For someone to show this level of disrespect for my health, let alone the risks to my baby, would end it completely for me. You sounds suddenly very forgiving op and are making excuses for his lying already. He clearly isn't an honest man and no amountvof apologies and flowers will change that.

adayatthebeach · 21/08/2018 22:23

Userxx but that’s one of the problems people don’t know always know they have symptoms.

PeakPants · 21/08/2018 22:23

I agree onetimeposter. It’s literally putting people’s lives at risk to transmit HPV. I think a lot of people are just idiots though. I say this as someone who once lived with a girl in a relationship with someone who was an intravenous drug user yet continued to have unprotected sex as condoms were a hassle apparently.

ShirleyPhallus · 21/08/2018 22:23

One that can cause such bad problems in new born infants that it can kill the child?

If he’s on antivirals presumably he doesn’t get breakouts therefore OP and the baby have never actually been at risk?

Babyroobs · 21/08/2018 22:26

Gosh you are lucky your baby is ok. Herpes infection can extremely harmful to a baby. Very selfish of him not to have told you about this. I can understand why he didn't want to tell you but to put yourself and your baby at risk by not telling you is very selfish and I would be livid.

onetimeposter · 21/08/2018 22:27

Antivirals prevent breakouts becoming severe. Some lesions can shed the virus before people realise they are having a breakout. To a run down immune system ie pregnancy, that is all it takes for the mum's immunity to take a hit, and even though C sections can lower the risk, the herpes virus is in the bloodstream and so there is a risk the baby is infected even though it never passed through the vagina.
I did read something where breastfeeding was also risky when the outbreak was severe and during the later stages of pregnancy (I think)

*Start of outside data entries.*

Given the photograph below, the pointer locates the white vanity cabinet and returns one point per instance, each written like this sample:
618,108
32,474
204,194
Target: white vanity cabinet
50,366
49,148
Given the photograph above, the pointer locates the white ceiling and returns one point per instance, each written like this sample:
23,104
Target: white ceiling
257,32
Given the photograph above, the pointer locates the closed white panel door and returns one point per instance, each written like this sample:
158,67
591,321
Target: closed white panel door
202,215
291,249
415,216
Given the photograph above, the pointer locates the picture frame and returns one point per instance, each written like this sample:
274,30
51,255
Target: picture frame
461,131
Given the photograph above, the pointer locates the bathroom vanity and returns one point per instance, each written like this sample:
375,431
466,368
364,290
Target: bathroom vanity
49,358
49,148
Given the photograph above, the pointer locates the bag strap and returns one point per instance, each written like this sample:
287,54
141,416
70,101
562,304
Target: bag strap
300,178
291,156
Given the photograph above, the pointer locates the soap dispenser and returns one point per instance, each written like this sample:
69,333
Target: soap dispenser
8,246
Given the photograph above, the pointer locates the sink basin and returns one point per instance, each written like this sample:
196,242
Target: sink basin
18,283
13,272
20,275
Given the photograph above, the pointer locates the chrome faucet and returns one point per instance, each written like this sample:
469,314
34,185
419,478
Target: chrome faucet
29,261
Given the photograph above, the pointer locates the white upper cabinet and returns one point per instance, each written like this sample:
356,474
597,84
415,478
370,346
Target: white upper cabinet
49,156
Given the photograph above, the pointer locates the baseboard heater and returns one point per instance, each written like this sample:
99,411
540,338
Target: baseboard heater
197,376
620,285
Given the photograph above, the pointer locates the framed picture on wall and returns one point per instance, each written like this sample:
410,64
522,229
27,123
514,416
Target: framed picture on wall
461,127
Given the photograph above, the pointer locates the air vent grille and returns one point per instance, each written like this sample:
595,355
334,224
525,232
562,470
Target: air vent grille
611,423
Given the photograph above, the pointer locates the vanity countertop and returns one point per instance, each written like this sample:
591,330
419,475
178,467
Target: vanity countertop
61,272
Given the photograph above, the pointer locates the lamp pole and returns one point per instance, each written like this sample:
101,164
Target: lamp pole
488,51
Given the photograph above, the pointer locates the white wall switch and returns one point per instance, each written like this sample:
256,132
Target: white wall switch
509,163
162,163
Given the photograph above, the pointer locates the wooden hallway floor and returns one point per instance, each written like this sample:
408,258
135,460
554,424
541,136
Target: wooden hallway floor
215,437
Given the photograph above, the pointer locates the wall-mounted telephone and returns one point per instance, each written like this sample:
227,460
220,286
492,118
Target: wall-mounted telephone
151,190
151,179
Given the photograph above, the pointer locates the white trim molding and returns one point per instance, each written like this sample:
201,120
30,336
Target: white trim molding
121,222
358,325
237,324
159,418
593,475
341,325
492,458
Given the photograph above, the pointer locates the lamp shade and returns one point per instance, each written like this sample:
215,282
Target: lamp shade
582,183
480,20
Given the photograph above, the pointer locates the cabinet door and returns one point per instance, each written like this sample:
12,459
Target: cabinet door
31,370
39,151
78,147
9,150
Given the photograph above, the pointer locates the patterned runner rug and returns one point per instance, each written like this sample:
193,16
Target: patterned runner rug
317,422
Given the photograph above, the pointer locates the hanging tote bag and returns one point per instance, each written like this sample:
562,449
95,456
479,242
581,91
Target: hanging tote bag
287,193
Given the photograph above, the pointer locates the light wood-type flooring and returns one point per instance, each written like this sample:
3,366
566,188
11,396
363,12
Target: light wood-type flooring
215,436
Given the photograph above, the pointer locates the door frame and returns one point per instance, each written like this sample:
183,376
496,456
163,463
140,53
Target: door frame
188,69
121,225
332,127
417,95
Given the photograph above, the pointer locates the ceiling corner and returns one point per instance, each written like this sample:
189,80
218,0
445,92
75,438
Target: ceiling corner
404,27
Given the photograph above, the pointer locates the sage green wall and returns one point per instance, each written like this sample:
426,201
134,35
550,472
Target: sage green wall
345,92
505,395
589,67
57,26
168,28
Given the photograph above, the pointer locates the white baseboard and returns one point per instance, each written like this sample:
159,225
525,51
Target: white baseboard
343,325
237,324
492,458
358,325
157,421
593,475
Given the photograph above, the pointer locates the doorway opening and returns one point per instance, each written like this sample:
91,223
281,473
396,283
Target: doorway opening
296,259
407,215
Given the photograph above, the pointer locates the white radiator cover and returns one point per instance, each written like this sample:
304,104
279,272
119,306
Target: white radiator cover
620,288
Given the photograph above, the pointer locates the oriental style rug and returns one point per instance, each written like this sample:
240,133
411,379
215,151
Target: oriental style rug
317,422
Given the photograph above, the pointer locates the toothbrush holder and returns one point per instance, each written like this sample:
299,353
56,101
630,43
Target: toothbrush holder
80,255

NameChange30 · 21/08/2018 22:27

“Take the point about the ‘random slapper’ remark, but it was how he termed the liaison when he explained it to me, his language not mine.”

Charming Confused

I think his attitude to women is becoming pretty clear. Misogynistic language as well as the complete lack of respect for you and your right to make informed decisions about your sexual health as well as the health of your baby. He might have hidden it well, just as he hid all the medication, but he seems pretty entitled and sexist to me.

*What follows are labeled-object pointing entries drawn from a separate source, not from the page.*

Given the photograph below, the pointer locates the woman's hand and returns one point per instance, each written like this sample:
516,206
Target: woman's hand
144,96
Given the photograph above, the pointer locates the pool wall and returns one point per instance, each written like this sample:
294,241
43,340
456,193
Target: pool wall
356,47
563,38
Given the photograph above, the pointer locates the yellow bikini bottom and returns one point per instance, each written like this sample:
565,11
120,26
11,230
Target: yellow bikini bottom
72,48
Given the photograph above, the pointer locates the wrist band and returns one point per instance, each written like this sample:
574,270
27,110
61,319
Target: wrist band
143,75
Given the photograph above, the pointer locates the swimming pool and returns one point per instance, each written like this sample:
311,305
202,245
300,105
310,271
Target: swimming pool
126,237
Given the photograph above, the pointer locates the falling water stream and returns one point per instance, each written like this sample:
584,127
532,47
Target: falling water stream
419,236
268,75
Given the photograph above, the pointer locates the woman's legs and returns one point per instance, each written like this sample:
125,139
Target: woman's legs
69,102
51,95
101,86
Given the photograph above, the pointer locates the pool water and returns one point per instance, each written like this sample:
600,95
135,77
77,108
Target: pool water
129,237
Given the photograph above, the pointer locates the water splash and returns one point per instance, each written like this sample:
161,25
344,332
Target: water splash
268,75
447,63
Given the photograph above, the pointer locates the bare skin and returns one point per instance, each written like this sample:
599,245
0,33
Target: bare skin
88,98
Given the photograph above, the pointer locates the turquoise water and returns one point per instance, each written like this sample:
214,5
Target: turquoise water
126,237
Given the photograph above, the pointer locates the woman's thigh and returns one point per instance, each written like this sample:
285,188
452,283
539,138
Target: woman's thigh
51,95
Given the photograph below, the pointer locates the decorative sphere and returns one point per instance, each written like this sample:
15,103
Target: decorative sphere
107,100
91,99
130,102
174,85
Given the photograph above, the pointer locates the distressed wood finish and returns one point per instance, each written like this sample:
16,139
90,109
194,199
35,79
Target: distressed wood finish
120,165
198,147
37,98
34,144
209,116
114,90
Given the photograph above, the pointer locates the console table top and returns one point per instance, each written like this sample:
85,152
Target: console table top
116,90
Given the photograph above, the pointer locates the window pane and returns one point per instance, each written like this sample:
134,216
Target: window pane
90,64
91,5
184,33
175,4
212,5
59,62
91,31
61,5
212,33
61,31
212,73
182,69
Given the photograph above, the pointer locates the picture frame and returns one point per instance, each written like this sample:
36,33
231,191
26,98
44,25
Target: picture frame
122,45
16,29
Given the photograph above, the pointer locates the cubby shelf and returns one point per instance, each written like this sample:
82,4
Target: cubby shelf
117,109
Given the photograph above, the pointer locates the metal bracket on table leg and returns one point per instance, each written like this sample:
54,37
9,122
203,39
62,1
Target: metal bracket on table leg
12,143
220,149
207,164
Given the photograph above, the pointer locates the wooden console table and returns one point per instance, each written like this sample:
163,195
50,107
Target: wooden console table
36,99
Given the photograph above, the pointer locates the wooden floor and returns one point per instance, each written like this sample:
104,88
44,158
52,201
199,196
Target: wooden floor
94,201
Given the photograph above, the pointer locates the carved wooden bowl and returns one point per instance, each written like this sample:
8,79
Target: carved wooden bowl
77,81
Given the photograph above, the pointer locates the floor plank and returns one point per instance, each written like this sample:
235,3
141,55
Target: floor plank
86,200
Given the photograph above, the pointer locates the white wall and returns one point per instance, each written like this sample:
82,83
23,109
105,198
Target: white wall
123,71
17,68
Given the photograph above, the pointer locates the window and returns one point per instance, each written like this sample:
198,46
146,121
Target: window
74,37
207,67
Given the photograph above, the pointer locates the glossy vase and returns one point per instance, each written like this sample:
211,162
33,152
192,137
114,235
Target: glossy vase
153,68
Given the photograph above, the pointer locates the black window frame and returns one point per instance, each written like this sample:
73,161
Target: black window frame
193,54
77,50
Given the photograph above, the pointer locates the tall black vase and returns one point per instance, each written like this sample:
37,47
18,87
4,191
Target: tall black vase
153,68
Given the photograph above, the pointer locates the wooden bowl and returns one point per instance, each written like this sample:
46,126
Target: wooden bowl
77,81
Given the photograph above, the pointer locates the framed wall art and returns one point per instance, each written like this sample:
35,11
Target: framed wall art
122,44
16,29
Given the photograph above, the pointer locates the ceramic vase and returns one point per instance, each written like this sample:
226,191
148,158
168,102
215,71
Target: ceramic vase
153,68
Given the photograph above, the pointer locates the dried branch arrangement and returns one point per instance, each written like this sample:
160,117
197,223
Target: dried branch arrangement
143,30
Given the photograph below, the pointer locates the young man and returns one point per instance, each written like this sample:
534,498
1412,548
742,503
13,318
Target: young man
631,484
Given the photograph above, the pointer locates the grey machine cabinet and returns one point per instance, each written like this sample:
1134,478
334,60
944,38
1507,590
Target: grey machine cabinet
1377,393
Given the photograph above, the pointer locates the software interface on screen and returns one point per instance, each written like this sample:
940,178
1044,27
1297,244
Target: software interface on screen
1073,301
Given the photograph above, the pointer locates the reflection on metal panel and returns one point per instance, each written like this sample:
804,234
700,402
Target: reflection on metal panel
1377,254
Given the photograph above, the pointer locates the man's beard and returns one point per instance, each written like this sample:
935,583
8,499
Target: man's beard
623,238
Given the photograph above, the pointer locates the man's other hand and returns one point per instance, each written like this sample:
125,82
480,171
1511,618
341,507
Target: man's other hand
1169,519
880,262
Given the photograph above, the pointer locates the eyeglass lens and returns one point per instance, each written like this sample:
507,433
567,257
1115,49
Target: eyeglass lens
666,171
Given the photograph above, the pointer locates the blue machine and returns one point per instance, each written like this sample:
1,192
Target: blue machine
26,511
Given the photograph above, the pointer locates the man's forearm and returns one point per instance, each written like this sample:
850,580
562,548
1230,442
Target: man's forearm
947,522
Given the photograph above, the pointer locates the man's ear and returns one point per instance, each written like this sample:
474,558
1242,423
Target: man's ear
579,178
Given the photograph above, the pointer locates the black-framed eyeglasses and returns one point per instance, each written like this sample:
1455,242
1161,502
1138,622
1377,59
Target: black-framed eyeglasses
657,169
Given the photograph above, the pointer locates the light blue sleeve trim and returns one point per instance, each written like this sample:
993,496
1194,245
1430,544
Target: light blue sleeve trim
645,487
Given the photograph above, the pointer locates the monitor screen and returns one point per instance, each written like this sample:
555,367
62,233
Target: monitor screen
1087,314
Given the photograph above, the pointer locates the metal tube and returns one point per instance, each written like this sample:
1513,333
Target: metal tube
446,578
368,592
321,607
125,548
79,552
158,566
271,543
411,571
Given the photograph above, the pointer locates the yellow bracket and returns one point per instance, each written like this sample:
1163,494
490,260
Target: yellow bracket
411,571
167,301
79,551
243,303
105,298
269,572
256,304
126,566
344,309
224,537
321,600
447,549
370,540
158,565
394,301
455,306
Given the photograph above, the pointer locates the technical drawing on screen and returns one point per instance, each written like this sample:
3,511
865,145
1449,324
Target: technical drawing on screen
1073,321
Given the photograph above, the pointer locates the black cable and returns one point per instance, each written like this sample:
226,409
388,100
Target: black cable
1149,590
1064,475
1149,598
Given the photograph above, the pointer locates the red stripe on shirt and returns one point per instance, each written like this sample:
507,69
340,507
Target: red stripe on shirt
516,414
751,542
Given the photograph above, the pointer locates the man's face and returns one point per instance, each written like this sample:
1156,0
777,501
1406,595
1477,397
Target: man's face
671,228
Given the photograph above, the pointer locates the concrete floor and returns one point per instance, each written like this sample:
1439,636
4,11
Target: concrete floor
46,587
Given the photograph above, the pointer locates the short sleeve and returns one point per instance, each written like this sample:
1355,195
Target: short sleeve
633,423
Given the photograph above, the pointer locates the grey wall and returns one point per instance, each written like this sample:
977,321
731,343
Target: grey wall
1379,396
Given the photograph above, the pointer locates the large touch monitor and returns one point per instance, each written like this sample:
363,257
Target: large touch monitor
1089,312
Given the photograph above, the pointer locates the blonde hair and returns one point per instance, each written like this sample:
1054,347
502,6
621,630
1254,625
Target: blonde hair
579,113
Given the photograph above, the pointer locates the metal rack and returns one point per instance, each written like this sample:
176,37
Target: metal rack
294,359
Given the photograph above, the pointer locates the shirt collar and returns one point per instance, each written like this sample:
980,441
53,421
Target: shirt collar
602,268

NotNachoing · 21/08/2018 22:30

how many of you have actually directly asked your spouses if they carried any asymptomatic latent STIs before you married them

Well I have discussed STDs with previous partners actually, so it came up way before marriage. The thing is, if he's been on immunosuppressant for so long it wasn't naturally latent. If he stopped taking the medication even for a short time he had a flare up. So your question isn't quite right. If you'd asked "Do you have an STI?" his response should have been Yes, because he does. If you have to take a medication for something, it's because you actually have something, even if you're asymptomatic due to the medication.

Ruddygreattiger2016 · 21/08/2018 22:31

So, if you hadn't found his meds, when was he planning on telling you op??

NameChange30 · 21/08/2018 22:31

OP I am pretty surprised by your latest update tbh. At first you were furious with him and felt betrayed. Now you’re making excuses for him and seem to be worrying more about what people would think if you left him than about the fact that he lied by omission for years and put your baby at risk. It sounds pretty clear that you are going to forgive him. Fair enough but please consider couples counselling to hopefully help you work through the implications of all this. For me the trust would be gone but perhaps you can rebuild it.